La campagne électorale pour le scrutin du 25 avril débute ce matin, une élection sur laquelle pèsent de forts soupçons de fraude. A la veille déjà de la campagne, le président sortant Faure Gnassingbé vient de prendre coup sur coup deux décrets en violation du code électoral. Les deux autres décrets fixent la date du vote par anticipation pour les membres des Forces armées et de sécurité et pour ceux assurant une mission au sein de la FOSEP (Force sécurité élection présidentielle). Selon ces deux décrets, les militaires voteront 72 heures avant le 25 avril. Et ils précisent qu’ils seront mis sous scellé le temps et on procédera à leur dépouillement après la fermeture des heures des bureaux le 25 avril.
Mais le président sortant, pourtant garant des lois de la République s’est senti obligé de les violer dès l’entrée son entrée en campagne :
L’article 88 du code électoral dispose :
Les membres des bureaux de vote, les délégués des candidats régulièrement inscrits sur la liste électorale nationale sont autorisés à voter dans les bureaux où ils siègent sur simple présentation de leur carte d’électeur. (…) Il en va de même pour les membres des forces armées et de sécurité en mission de sécurisation des opérations électorales et référendaires.
L’alinéa premier de l’article 99 quant à lui dispose en gras : «après la clôture du scrutin, il est procédé immédiatement au dépouillement.»
D’où vient alors les dispositions du code que les militaires doivent avant et les urnes être sous scellés pendant 72 heures ?
Ce n’est pas la première fois que le pouvoir use de ce tour de passe passe juridique pour faire voter dans des conditions douteuses les forces de l’ordre. Plusieurs mois avant la présidentielle, certains candidats ont écrit au chef de l’Etat pour exiger le vote des forces armées en même temps que tous les électeurs. Depuis la présidentielle de juin 1998, le régime RPT s’est employé à faire voter les forces de l’ordre 3 jours francs avant l’ouverture la date du scrutin. Une situation dénoncée vivement par le président mais que le parti au pouvoir s’obstine à continuer allègrement, au mépris des dispositions législatives.
Silence coupable de l’opposition et de l’opinion en général
Sur son profil Facebook, Parfait Manu Djafalo, le jeune juriste membre du cabinet Alberto Olympio, du Parti des Togolais, dénonce avec une rare virulence cette violation permanente des textes. Dans un post intitulé « QU’A FAIT LE TOGO POUR MÉRITER CETTE VIOLENTE INJUSTICE GÉNÉRALISÉE ? », M. Parfait Manu Djafalo accuse le silence coupable à la fois des candidats participationnistes à ce scrutin, mais aussi le système judiciaire, les responsables de l’armée, et surtout la société civile.

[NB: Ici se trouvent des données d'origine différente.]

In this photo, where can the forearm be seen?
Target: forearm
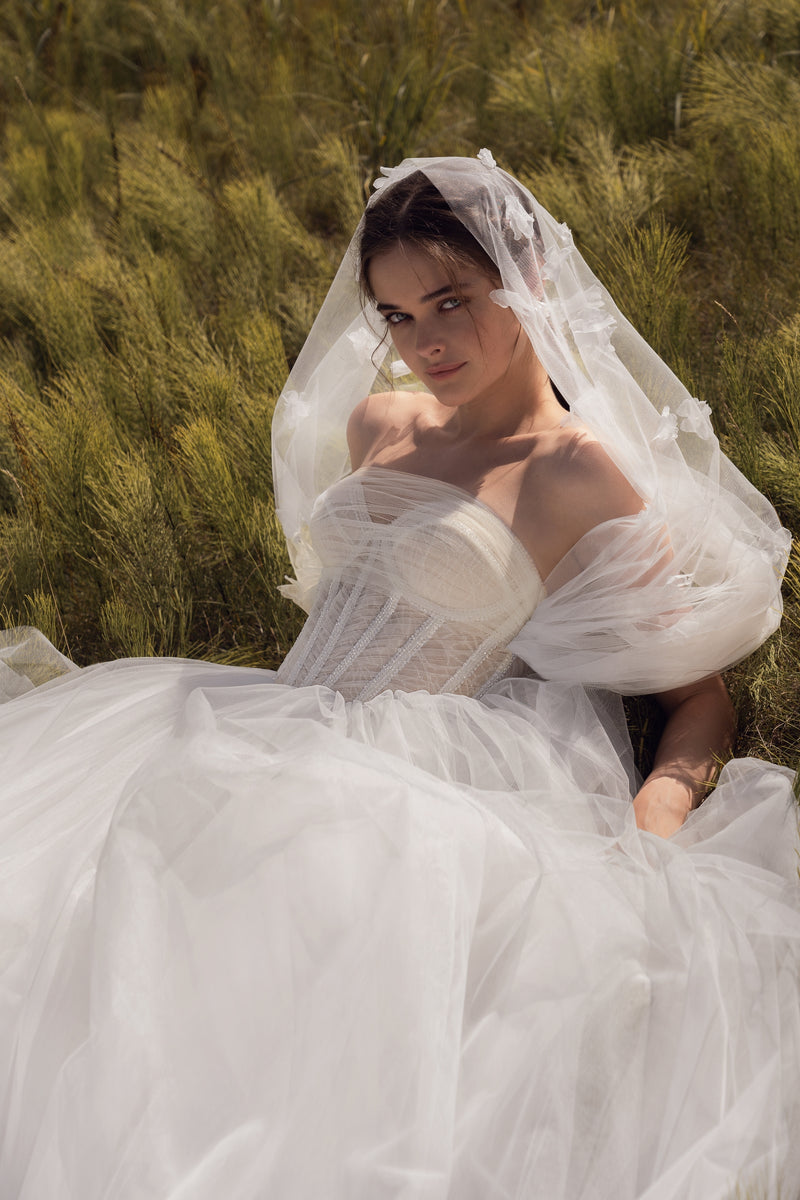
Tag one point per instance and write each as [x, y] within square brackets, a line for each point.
[698, 735]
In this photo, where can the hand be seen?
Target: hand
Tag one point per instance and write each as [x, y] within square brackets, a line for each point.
[662, 804]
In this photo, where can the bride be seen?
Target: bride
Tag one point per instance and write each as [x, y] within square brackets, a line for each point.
[401, 919]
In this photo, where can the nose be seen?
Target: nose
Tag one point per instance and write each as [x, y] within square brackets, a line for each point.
[429, 340]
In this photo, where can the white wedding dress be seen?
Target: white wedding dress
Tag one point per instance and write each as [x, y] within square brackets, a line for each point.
[382, 924]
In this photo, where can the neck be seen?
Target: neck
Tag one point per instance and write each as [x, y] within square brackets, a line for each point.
[522, 403]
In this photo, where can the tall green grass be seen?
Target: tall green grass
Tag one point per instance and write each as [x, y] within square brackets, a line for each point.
[178, 183]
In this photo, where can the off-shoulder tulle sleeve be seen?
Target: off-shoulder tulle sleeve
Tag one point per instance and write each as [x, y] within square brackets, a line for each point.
[638, 605]
[625, 611]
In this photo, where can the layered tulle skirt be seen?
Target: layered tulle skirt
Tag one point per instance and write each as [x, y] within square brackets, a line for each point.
[257, 941]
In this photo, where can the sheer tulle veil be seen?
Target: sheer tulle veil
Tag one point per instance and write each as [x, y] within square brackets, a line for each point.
[687, 587]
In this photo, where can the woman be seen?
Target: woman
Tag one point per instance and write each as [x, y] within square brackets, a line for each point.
[388, 923]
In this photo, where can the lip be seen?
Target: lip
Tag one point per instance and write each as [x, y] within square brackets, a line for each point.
[444, 371]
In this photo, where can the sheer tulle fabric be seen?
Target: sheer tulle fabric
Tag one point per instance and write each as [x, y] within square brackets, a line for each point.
[263, 939]
[382, 924]
[727, 547]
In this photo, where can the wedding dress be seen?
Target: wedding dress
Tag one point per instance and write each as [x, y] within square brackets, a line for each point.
[382, 924]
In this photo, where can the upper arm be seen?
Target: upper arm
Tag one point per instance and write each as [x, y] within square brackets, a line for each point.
[600, 490]
[710, 690]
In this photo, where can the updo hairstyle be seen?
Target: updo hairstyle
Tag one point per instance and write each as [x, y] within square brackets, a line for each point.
[415, 213]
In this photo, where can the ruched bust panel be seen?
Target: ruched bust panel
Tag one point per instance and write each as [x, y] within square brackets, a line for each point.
[422, 587]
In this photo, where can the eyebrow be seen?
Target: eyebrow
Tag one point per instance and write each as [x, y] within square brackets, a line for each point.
[431, 295]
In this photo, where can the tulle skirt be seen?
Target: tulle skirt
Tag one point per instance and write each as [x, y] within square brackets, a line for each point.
[257, 941]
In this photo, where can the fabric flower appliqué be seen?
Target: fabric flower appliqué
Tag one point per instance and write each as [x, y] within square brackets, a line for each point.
[696, 418]
[365, 342]
[666, 429]
[522, 223]
[392, 174]
[295, 409]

Pourquoi celui qui est sensé être le garant du respect des lois de la République se sent-il obligé de violer et de piétiner toutes lesdites lois?
Pourquoi personne ne lui dit rien?
Qu’a-t-il promis ou donné aux acteurs qui se réclament de l’opposition politique pour qu’ils acceptent de garder ce silence complice?
Pourquoi les intellectuels togolais n’osent-ils rien dire?
Pourquoi les membres de l’armée togolaise sensée être républicaine restent-ils de marbre face à ces diverses violations des lois de la République qu’ils ont pourtant juré de protéger?
Pourquoi tout le peuple togolais reste-t-il si indifférent face à toutes ces violations des lois qu’il s’est données?
Qu’a fait le Togo pour mériter cette violente injustice généralisée?
Qu’a fait le Togo à ses enfants?
Qu’a-t-il fait?
Reste que tout n’est pas perdu, dans un sursaut d’honneur et de dignité, les candidats peuvent toujours formuler un recours devant la Cour Constitutionnelle pour annulation du décret président. La Cour constitutionnelle est fondée à statuer sur les contentieux pré, per et postélectoraux.
Le processus électoral se déroule sous hautes tensions, le pouvoir ayant refusé les réformes constitutionnelle et institutionnelle promises depuis l’Accord politique global de 2006, et l’audit du fichier électoral réputé « non fiable mais consensuel » par le chef de la mission d’experts de l’OIF à Lomé. Des jacqueries couvent dans les principales villes du pays, surtout dans la Région de la Savane.
Des violences post-électorales sont redoutées d’autant plus qu’il y a une frange non négligeable de l’opposition qui appelle à un boycott actif de la présidentielle.
Le Togo a la phobie des élections. Les scrutins présidentiels débouchent très souvent dans la violence. Le pic a été atteint en 2005 avec des violences avant, pendant, après la présidentielle d’avril qui ont occasionné plu de 400 à 1000 morts selon les différentes organisations des droits de l’homme.
8000 policiers et gendarmes ont été déployés pour la surveillance de campagne présidentielle et du scrutin.